Был ранний вечер, в «Бифштексе» было тихо. Ужин еще не сервировали, в курительной комнате не было вообще никого, и только один член клуба спал в библиотеке, вольно развалясь в кресле с газетой на лице.
Еще один человек сидел в кабинете, сгорбившись над столом и вертя в руке перо в поисках вдохновения.
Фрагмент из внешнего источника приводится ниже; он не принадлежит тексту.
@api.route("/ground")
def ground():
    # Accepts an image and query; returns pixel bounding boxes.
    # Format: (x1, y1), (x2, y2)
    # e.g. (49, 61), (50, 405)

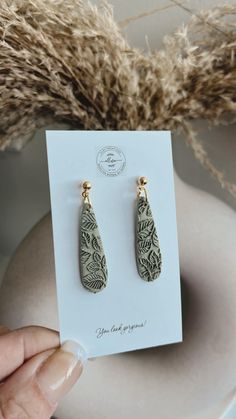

У удивлению Грея сгорбленная спина принадлежала Гарри Карьеру, старшему офицеру 46-го. Карьер, оглянувшись с блуждающим взглядом, вдруг увидел в коридоре Грея и, встревоженный, поспешно шлепнул лист промокательной бумаги поверх лежащего перед ним письма.
— Новое стихотворение, Гарри? — приятно улыбаясь спросил Грей и вошел в кабинет.
— Что? — застигнутый врасплох Гарри попытался принять невинный вид, но не смог. — Какое стихотворение? Я? Письмо даме.
— О, неужели?
Грей сделал вид, что пытается поднять промокашку, но Карьер схватил оба листа и прижал их к груди.
— Как вы смеете, сэр? — Сказал он тоном оскорбленной невинности. — Частная переписка есть святое!
— Что святого может быть у человека, рифмующего «поэта» с «минетом»?
Грей не мог ручаться, что бренди, согрев его кровь, не развязал ему язык. Тем не менее, вид Гарри с выпученными глазами заставил его рассмеяться. Гарри подскочил к двери, быстро посмотрел в обе стороны по коридору и оглянулся к Грею.
— Хотел бы я послушать, как рифмуете вы, друг мой. Кто, черт возьми, вам рассказал?
— Да все знают. — возразил Грей. — Я, например, сам догадался. В конце концов, это вы дали мне ту книгу Дидро. [5]— ему не хотелось раскрывать, что источником информации была его собственная мать.
— И вы ее прочитали? — Цвет начал возвращаться в лицо Гарри.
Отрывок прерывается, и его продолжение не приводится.